Apareció muerto un contador que cambiaba dólares

Gonzalo Javier Calleja desapareció el miércoles 7 en Paraná. Su cadáver fue encontrado ayer en un descampado. Su auto, hallado a pocas cuadras, tenía 9 mil dólares en la guantera. 

Gonzalo Calleja vio por última vez a su familia en su casa familiar el domingo pasado en Paraná. Era el cumpleaños de Maia, su cuñada, la pareja de su hermano mayor. No vieron nada distinto a lo de siempre, nada que les preocupara. Sabían de lo que hacía Gonzalo, su actividad lateral.

“Era contador de una constructora, esa era su actividad principal, trabajaba en la parte contable de esa empresa”, relata Maia a Infobae. “Como trabajo menor, realizaba cambio”, continúa. “No era su fuente de ingresos principal, desconocíamos a quién le cambiaba o qué volúmenes manejaba, pero siempre trabajaba con conocidos, o recomendados, no le cambiaba a quien no conociera”, asegura Maia.

Calleja, de 29 años, habló por última vez con su novia el miércoles último. No hubo ninguna otra señal. Se lo esperaba en su gimnasio de costumbre, que llegara a ver a sus amigos. Pero no apareció.

Este jueves por la tarde, la Policía de Entre Ríos encontró su cadáver en un descampado. Su Ford apareció abandonado a unas ocho cuadras. “Había 9 mil dólares en la guantera”, confirma una alta fuente de la investigación. Poco después, el padre y el hermano de Gonzalo reconocieron el cuerpo en la morgue judicial de Oro Verde.

COMO MURIO

En su casa, los Calleja no encuentran una respuesta. “No podemos responder, lamentablemente, qué pasó. Evidentemente lo han engañado, Gonza no iba a ese lugar solo ni por casualidad”, continúa Maia.

Mientras tanto, la división Homicidios de la Policía de Entre Ríos lleva adelante la investigación: doce allanamientos se llevaron a cabo en la zona del hallazgo del auto, el Barrio 1° de Julio. Ya declararon en la causa su hermana, su novia, varios amigos. Por lo pronto, dada la plata en la guantera, se descarta el robo, asegura una fuente clave.
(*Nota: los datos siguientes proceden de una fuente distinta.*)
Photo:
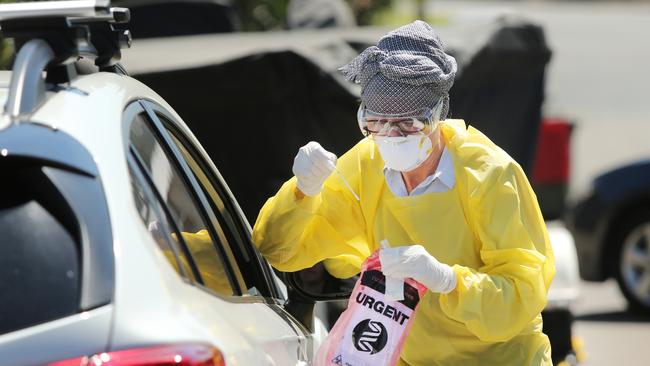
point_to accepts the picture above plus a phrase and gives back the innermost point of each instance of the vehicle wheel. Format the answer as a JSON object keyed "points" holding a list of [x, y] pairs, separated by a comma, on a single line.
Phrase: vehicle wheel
{"points": [[633, 261]]}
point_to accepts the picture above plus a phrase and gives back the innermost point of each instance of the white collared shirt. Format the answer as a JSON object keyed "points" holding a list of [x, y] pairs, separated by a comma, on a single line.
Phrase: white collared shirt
{"points": [[442, 180]]}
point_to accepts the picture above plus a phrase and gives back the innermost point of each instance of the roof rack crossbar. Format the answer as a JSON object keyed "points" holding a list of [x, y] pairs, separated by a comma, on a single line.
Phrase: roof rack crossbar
{"points": [[27, 87], [50, 38]]}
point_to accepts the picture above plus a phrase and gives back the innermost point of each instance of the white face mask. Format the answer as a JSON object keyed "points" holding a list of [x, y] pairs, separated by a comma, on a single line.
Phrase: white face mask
{"points": [[404, 153]]}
Un ajuste de cuentas por la actividad cuevera se convierte en la principal hipótesis. El perfil comercial de Calleja no revela deudas, al menos, no en blanco.
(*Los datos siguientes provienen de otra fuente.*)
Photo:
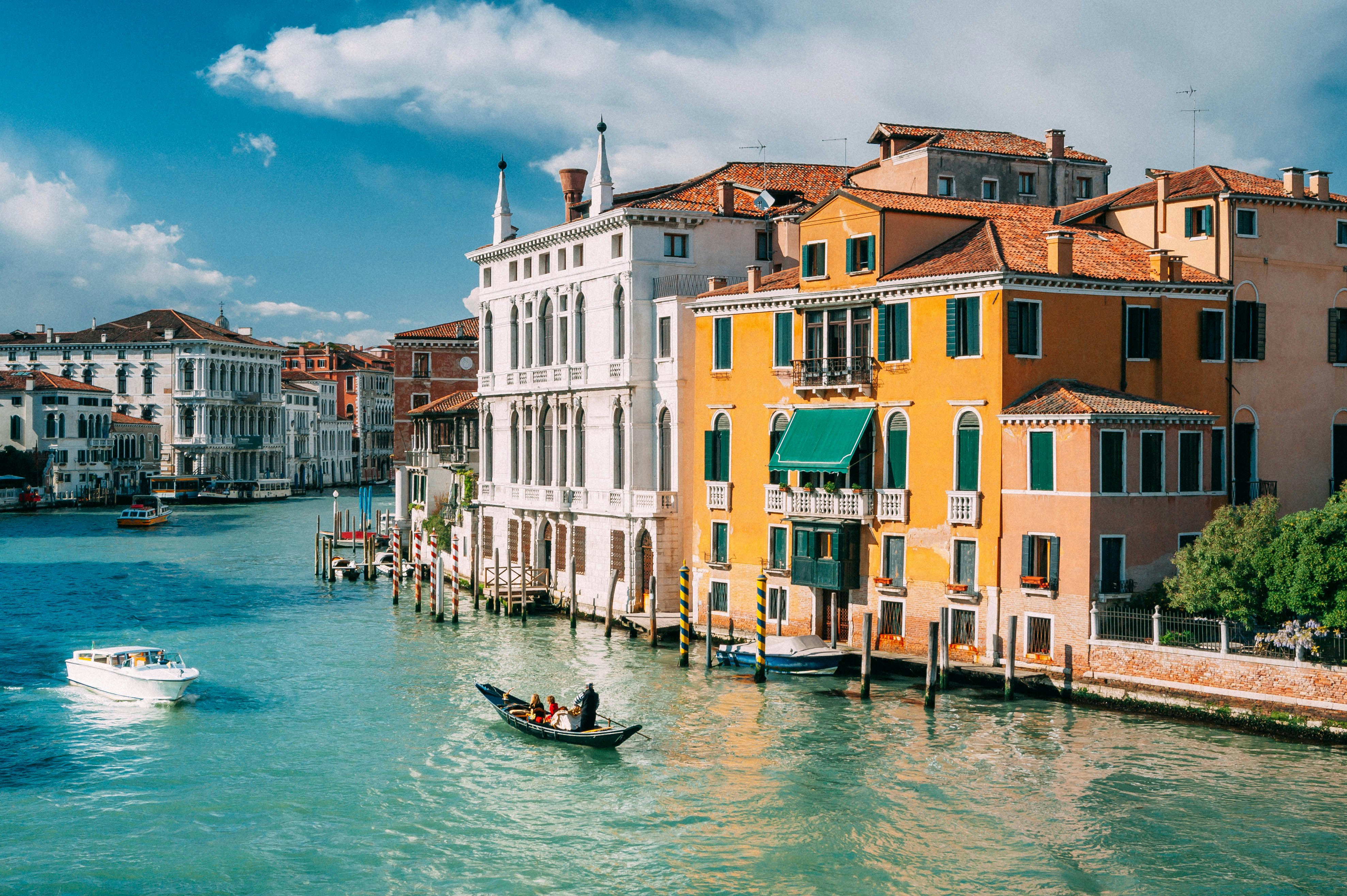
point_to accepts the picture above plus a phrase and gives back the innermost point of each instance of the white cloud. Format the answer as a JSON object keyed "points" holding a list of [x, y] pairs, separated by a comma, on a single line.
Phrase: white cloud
{"points": [[684, 99], [258, 143], [65, 253]]}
También se espera que comience la autopsia en el curso de esta mañana en la morgue de Oro Verde. La causa de muerte, a simple vista, también es un misterio.
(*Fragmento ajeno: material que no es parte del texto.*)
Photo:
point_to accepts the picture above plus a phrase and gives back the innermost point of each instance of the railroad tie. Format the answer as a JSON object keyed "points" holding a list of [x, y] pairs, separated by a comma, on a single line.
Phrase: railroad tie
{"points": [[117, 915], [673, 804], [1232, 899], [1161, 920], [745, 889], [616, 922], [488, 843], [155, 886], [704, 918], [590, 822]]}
A pesar de que una asfixia o estrangulación fue la primera hipótesis, el cuerpo a simple vista no tenía signos de violencia, ni puñaladas ni disparos. Lo llamativo para los forenses fue una marcada rigidez en manos y pies. Las causas probables, hasta que se confirme el resultado, son muchas: asfixia, convulsión, una sobredosis de estupefacientes o un infarto. No se sabe si murió de forma violenta o de forma natural. Lo que digan los forenses aquí será la clave.